“Just found out that I’ll be spending the summer in Istanbul!”
“Headed to Barcelona this summer!”
“Bye-bye US, and hello France! Accepted into a summer program today!”
So begins many a recent Facebook status, reflecting (appropriately) the excitement of those lucky few given spots in study abroad programs for the summer. Understandably, these animated posts garner almost unparalleled support from the online community, sending them to the top of friends’ newsfeeds for their viewing pleasure. Fittingly, the happy cycle of “liking” and “commenting” continues without hindrance, until, of course, the post reaches someone less enthused by the vocalized success.

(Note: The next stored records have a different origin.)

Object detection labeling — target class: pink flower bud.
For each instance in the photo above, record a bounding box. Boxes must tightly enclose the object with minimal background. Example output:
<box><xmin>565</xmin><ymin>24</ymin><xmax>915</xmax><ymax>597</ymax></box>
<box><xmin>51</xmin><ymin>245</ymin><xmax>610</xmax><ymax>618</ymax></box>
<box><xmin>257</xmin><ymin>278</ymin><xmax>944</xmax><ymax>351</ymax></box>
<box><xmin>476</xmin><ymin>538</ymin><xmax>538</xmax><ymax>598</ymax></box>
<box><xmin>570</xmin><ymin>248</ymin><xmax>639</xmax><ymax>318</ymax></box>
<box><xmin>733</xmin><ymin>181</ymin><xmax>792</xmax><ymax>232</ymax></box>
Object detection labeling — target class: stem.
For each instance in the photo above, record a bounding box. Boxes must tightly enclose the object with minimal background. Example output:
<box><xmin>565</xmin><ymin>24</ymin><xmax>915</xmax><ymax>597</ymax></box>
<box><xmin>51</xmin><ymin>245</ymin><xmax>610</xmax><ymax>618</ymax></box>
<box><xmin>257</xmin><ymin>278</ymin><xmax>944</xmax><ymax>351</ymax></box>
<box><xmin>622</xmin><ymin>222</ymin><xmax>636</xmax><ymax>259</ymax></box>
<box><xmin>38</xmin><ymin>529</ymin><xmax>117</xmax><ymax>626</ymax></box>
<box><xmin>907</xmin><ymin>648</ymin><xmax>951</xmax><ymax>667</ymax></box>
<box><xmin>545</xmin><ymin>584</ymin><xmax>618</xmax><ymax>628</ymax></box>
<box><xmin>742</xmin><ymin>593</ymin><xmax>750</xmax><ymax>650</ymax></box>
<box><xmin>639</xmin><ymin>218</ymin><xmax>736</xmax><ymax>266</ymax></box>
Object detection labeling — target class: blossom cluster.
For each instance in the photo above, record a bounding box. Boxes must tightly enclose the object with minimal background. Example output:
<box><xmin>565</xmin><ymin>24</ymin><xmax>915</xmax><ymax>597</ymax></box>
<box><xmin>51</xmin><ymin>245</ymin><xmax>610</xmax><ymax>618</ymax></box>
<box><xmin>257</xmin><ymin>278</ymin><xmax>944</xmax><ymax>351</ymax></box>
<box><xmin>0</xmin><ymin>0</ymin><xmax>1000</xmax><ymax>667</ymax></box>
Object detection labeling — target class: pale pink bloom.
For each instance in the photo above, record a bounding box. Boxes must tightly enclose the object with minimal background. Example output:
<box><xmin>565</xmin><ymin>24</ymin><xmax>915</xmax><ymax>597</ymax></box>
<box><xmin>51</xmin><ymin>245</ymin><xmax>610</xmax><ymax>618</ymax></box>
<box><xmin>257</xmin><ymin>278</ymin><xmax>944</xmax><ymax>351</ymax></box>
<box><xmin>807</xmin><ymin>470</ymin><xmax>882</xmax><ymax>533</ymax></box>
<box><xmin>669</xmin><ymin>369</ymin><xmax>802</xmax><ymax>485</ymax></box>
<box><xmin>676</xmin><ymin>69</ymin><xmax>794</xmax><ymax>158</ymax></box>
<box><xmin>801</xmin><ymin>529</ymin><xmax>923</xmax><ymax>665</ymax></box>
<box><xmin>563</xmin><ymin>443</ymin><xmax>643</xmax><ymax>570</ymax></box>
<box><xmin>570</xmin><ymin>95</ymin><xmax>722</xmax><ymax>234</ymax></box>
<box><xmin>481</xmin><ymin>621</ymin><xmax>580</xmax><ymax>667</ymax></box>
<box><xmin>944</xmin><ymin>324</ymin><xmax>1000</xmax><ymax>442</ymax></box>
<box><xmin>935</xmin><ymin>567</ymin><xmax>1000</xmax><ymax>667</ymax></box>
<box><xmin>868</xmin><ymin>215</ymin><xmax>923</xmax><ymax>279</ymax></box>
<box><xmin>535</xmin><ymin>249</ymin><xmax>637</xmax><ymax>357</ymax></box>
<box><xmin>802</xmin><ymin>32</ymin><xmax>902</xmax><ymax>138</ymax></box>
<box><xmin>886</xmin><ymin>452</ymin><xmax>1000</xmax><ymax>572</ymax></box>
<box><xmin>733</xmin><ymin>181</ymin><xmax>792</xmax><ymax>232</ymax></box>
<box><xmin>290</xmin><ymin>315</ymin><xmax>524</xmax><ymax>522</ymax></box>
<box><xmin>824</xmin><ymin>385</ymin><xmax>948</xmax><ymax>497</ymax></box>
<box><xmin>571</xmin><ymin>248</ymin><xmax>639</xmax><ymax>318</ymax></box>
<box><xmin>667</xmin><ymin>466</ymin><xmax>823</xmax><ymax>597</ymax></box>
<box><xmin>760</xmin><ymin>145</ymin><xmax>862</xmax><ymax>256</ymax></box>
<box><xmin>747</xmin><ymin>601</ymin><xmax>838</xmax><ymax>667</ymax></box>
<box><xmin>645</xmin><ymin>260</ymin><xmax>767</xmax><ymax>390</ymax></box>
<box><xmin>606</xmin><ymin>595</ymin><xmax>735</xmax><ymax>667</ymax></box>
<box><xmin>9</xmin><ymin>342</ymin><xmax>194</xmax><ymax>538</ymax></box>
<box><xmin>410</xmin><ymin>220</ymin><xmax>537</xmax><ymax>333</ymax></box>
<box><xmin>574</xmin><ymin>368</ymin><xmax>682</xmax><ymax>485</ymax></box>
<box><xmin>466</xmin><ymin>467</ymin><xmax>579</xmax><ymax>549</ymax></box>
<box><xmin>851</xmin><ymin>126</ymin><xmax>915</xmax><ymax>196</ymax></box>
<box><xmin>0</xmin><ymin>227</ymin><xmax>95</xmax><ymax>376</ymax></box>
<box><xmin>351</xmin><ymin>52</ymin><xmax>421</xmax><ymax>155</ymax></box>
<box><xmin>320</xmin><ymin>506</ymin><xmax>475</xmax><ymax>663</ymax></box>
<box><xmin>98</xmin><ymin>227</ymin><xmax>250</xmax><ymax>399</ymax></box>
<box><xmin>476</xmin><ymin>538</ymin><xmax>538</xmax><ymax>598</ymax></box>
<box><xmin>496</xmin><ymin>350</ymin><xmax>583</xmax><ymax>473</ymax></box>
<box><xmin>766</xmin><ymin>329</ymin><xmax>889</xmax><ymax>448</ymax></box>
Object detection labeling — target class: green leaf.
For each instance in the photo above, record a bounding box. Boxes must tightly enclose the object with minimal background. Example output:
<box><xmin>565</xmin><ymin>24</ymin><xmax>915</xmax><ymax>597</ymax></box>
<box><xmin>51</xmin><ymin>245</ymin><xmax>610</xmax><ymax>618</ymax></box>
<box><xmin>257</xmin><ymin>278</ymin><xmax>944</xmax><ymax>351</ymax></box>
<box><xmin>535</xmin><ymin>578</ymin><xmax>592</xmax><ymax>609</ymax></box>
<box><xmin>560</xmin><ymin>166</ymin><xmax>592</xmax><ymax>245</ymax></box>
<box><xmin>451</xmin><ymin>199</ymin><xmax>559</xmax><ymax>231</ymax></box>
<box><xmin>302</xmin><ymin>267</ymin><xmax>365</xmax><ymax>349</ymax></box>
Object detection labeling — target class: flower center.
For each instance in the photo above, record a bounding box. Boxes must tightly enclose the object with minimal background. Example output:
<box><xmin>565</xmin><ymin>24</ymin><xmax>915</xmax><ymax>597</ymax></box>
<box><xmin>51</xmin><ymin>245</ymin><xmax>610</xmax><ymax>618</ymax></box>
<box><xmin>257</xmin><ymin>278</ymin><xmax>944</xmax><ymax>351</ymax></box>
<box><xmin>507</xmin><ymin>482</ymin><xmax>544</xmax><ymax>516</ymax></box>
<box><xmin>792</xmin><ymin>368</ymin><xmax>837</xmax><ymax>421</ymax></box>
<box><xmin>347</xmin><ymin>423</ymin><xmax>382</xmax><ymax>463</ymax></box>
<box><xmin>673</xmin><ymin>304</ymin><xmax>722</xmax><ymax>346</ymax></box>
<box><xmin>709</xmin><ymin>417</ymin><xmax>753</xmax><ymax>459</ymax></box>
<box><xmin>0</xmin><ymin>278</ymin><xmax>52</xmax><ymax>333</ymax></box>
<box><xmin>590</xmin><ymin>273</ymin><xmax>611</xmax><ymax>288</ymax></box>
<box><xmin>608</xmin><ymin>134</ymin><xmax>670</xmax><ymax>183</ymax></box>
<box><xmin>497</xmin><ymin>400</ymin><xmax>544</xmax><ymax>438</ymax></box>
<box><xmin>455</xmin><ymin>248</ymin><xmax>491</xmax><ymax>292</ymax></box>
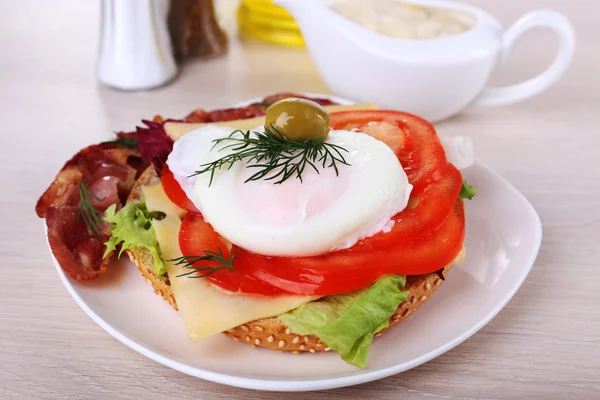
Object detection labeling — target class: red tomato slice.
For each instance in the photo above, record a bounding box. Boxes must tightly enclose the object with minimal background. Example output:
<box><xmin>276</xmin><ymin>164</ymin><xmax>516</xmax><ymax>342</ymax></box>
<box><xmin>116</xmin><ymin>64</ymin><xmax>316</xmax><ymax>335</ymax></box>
<box><xmin>331</xmin><ymin>110</ymin><xmax>448</xmax><ymax>189</ymax></box>
<box><xmin>235</xmin><ymin>200</ymin><xmax>465</xmax><ymax>296</ymax></box>
<box><xmin>178</xmin><ymin>214</ymin><xmax>289</xmax><ymax>296</ymax></box>
<box><xmin>160</xmin><ymin>164</ymin><xmax>200</xmax><ymax>214</ymax></box>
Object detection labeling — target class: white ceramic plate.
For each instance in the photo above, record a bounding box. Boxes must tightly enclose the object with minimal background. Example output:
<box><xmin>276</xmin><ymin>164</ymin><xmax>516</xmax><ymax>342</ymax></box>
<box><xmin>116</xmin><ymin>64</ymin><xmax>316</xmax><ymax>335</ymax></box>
<box><xmin>47</xmin><ymin>98</ymin><xmax>542</xmax><ymax>391</ymax></box>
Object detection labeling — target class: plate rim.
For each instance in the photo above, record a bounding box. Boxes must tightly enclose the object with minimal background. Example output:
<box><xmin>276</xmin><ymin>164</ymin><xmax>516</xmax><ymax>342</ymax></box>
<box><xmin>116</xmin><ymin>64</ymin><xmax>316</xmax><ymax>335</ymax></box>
<box><xmin>44</xmin><ymin>93</ymin><xmax>542</xmax><ymax>392</ymax></box>
<box><xmin>44</xmin><ymin>162</ymin><xmax>542</xmax><ymax>392</ymax></box>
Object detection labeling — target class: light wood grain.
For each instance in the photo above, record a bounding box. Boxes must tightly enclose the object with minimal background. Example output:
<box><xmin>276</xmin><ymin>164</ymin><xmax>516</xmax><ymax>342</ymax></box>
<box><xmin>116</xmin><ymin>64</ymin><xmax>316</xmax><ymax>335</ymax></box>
<box><xmin>0</xmin><ymin>0</ymin><xmax>600</xmax><ymax>400</ymax></box>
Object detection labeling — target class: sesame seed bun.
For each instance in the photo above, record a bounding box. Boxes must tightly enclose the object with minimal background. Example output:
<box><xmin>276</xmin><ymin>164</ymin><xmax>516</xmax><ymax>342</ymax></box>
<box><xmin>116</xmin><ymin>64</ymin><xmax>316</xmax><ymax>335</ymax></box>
<box><xmin>126</xmin><ymin>166</ymin><xmax>465</xmax><ymax>353</ymax></box>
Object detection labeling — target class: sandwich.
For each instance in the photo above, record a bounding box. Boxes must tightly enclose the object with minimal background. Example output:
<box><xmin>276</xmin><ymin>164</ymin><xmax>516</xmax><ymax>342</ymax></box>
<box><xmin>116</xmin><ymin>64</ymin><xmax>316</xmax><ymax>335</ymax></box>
<box><xmin>36</xmin><ymin>94</ymin><xmax>476</xmax><ymax>367</ymax></box>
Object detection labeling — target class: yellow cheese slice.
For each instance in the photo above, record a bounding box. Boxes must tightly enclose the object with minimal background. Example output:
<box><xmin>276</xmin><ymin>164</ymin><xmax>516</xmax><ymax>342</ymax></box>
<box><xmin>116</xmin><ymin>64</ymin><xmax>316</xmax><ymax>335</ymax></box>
<box><xmin>144</xmin><ymin>185</ymin><xmax>316</xmax><ymax>342</ymax></box>
<box><xmin>164</xmin><ymin>103</ymin><xmax>378</xmax><ymax>140</ymax></box>
<box><xmin>142</xmin><ymin>183</ymin><xmax>186</xmax><ymax>218</ymax></box>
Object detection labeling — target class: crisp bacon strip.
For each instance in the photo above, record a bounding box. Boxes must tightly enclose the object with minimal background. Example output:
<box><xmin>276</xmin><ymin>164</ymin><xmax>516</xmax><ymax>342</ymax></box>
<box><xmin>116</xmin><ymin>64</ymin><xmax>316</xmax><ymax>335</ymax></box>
<box><xmin>35</xmin><ymin>93</ymin><xmax>335</xmax><ymax>281</ymax></box>
<box><xmin>35</xmin><ymin>144</ymin><xmax>147</xmax><ymax>281</ymax></box>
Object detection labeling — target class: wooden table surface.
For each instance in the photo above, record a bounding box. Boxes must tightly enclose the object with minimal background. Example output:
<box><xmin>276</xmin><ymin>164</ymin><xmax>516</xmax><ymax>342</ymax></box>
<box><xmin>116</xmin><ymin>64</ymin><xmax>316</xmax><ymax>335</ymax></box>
<box><xmin>0</xmin><ymin>0</ymin><xmax>600</xmax><ymax>400</ymax></box>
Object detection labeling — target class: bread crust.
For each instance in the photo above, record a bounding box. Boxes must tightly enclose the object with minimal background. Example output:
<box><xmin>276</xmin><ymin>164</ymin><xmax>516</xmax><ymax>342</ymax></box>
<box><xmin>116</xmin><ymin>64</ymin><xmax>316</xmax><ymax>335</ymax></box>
<box><xmin>126</xmin><ymin>166</ymin><xmax>465</xmax><ymax>353</ymax></box>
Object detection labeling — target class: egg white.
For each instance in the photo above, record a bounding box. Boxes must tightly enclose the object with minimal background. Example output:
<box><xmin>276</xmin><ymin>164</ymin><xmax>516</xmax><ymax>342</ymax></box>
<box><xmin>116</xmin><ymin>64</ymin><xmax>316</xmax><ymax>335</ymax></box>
<box><xmin>167</xmin><ymin>126</ymin><xmax>412</xmax><ymax>256</ymax></box>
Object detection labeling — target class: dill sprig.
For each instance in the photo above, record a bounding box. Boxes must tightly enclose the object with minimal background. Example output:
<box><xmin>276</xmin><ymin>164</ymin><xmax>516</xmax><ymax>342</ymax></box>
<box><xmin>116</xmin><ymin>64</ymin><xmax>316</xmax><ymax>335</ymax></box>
<box><xmin>100</xmin><ymin>138</ymin><xmax>139</xmax><ymax>149</ymax></box>
<box><xmin>190</xmin><ymin>125</ymin><xmax>350</xmax><ymax>186</ymax></box>
<box><xmin>77</xmin><ymin>182</ymin><xmax>103</xmax><ymax>236</ymax></box>
<box><xmin>167</xmin><ymin>247</ymin><xmax>240</xmax><ymax>278</ymax></box>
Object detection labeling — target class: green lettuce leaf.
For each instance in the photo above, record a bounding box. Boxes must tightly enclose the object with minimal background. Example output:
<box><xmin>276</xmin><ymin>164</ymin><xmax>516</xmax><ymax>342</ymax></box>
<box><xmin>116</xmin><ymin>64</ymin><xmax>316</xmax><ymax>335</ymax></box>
<box><xmin>279</xmin><ymin>276</ymin><xmax>410</xmax><ymax>368</ymax></box>
<box><xmin>104</xmin><ymin>202</ymin><xmax>167</xmax><ymax>276</ymax></box>
<box><xmin>458</xmin><ymin>179</ymin><xmax>477</xmax><ymax>200</ymax></box>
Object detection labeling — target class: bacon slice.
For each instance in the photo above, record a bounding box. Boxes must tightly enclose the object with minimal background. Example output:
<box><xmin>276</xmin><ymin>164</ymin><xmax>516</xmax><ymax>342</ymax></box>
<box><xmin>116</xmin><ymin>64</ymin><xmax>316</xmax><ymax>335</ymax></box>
<box><xmin>35</xmin><ymin>93</ymin><xmax>335</xmax><ymax>281</ymax></box>
<box><xmin>36</xmin><ymin>144</ymin><xmax>147</xmax><ymax>281</ymax></box>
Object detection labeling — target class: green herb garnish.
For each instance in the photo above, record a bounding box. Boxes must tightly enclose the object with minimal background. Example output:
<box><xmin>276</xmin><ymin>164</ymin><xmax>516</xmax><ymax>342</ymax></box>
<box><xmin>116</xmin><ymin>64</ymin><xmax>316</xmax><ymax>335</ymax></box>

Invariably, acceptances come tandem with rejections—often, even, the balance tips in favor of the latter. This fact is one that we, especially, should be keenly aware of. All’s well and good with a post about a memorable summer to come, but it’s certainly read differently by someone denied the same opportunity. Delight for a friend is sometimes, sadly, overcome by a sense of failure. But why that feeling of underachievement?
The issue, in the context of our summers, reaches far deeper than a mere tension between acceptance and rejection. By publishing acceptances so prominently on social media, we perpetuate the myth that the only route to a successful summer is through an expensive, intensive program in a foreign country. It would seem that the notion of having “just a summer job, at home” has been stigmatized to the point of irreconcilable inferiority, lacking in all respects to an internship or slate of classes, domestic or international.
This is neither the case nor an acceptable course to maintain.
An email from the Office of Career Services last week sported the heading “Summer: It’s Not Too Late to Plan.” It is a point that even I, apparent denouncer of all things experiential and fun, agree with wholeheartedly. I’ve watched my friends, roommates, and self struggle to find and organize the “perfect” summer, one that invariably includes weeks (if not months) of exhaustive activity, all while feeling the pressures of those warm months fast approaching. When we plan ahead, we relieve the stress of uncertainty. If those plans spare us no moment of rest, though, are we really doing our future selves a favor?
Dean of Freshmen Thomas A. Dingman ’67 noted the value of a simple summer in an address during Freshman Parents’ Weekend, explaining that time at home for a few months might in fact be time best spent. On campus, literature detailing the benefits of rest and relaxation is prolific—why shouldn’t the same logic apply to our lives away from the yard? The idea that a heavily programmed summer is stimulating, intellectually and otherwise, is well-founded in truth, but the widely internalized view that a looser one is not is simply false.
Here, reminders that we should be “finding our passion” and “carpe diem-ing” come almost ad nauseam and serve not to inspire, but to discourage. When students see or hear an achievement voiced, they might easily make a mental leap to inferiority should their plans not be of similar extravagance. It’s no shortcoming of theirs to feel disappointed; it’s not that they can’t share in their friends’ joy, which they most certainly can, and do. Rather, it’s a factor of the above described myth, that one’s drive for achievement, for a better-rounded self, for a fulfilling life to come, is somehow compromised if they momentarily “stop driving.”
Through social media, many of us broadcast—intentionally or not—that a summer spent at home is nothing more than an undesirable pit stop, a void that will undoubtedly prove to undermine our intellectual intentions. This description might seem extreme, but I don’t think it’s unreasonable. Nine to five has been replaced by June to July, 24/7. Weekend trips with old friends have been overshadowed by summer-long expeditions to make new ones. Not to suggest that this is somehow wrong, or worse—who wouldn’t go to Paris if they had the chance? But time to recoup at home, though less glamorous, is invaluable.
Often, our minds lead us to the conclusion that, having been exposed to the real world at college, we’ll be bored to distraction at home, a place lacking in culture, stimuli, and opportunities to grow. To quote the old adage, “The grass always seems greener on the other side.” But making something out of a supposed nothing and filling a summer with experiences generated solely from one’s own impetus and hard-earned funds is a skill as practical as any. We usually find that we can’t, in fact, do all that we set out to, even with months of time. Those familiar with Bill Watterson can certainly understand my sentiment: I’ll be spending my summer at home with Hobbes, thinking, “The days are just packed.”
Jacob C. Barton ’17, a Crimson editorial writer, lives in Holworthy Hall.